前記のとおり復職願や弁済合意書に連帯保証の記載を追加するなどして連帯保証人を確保します。
会社は法的には、社員本人の支払遅延等がなくとも、当初から、社員と連帯保証人のいずれか、または双方に同時に請求することは可能です。
もっとも、一般的には、社員本人の支払が滞りなく行われていれば、連帯保証人には請求しません。
ただし、社員本人が支払をせずに期限の利益を喪失したような場合には、連帯保証人に対して請求します。
傷病手当金の支給申請書の記載事項は、省令で定められています(健保則84条)。
1項11号は、振込先の口座に関して次のように規定しています。
イ 払渡しを受けようとする預貯金口座として、公金受取口座を利用しようとする者…払渡しを受けようとする預貯金口座として、公金受取口座を利用する旨
ロ イに掲げる者以外の者…払渡しを受けようとする金融機関等の名称
参考行政通達
「請求は(被保険者)本人でなすべきも現金の受領は代理人でよい」(昭3・3・20保理572号)

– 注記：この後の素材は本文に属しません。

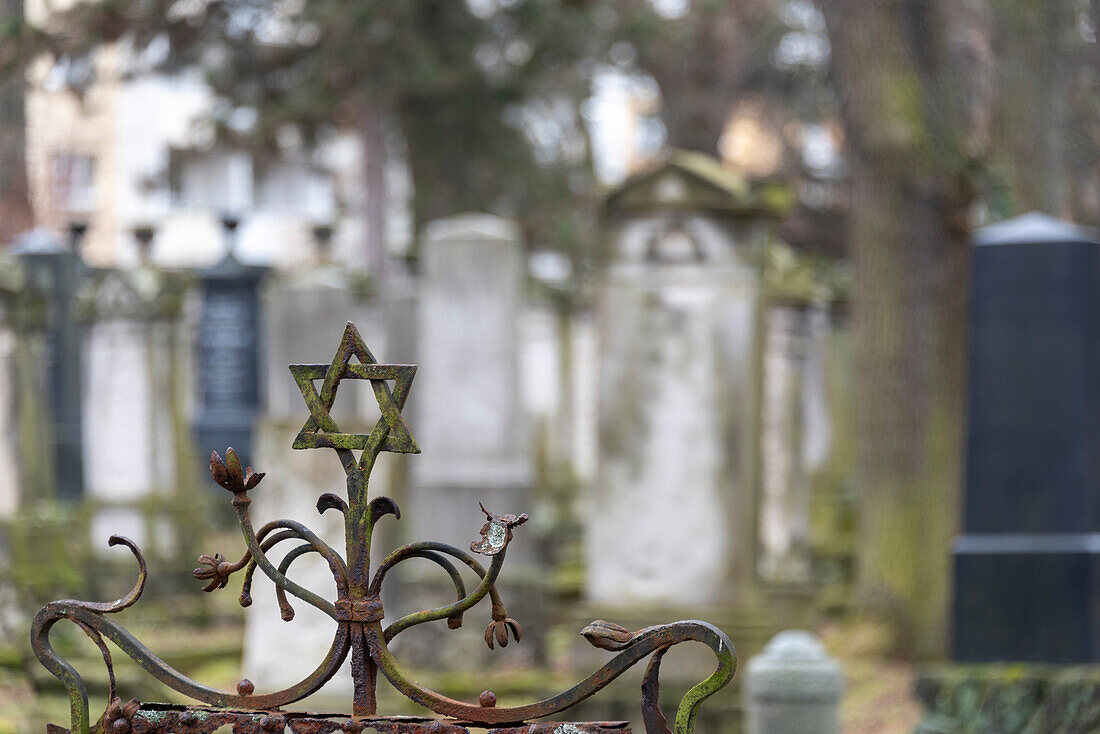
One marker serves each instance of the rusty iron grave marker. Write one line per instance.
(358, 609)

「手当の受領方を(略)事業主代理人に委任させ、毎月1回ないし2回に一括して受任者に支払うこと。この場合においても、請求名義人は被保険者である(略)」(昭17・1・9社保発5号)
これらの法令・通達に変更はありませんので、現時点においても代理受領は可能であると解されます。
傷病手当金の様式は変更されましたが、受取代理の仕組み自体は継続していると厚生労働省保険局保険課は説明します。一方、協会けんぽの都道府県支部の中には、例外的に特別な事情がある場合にのみ代理を認めるという支部がありました。その他、保険者が健保組合の場合に関しては個別に確認が必要です。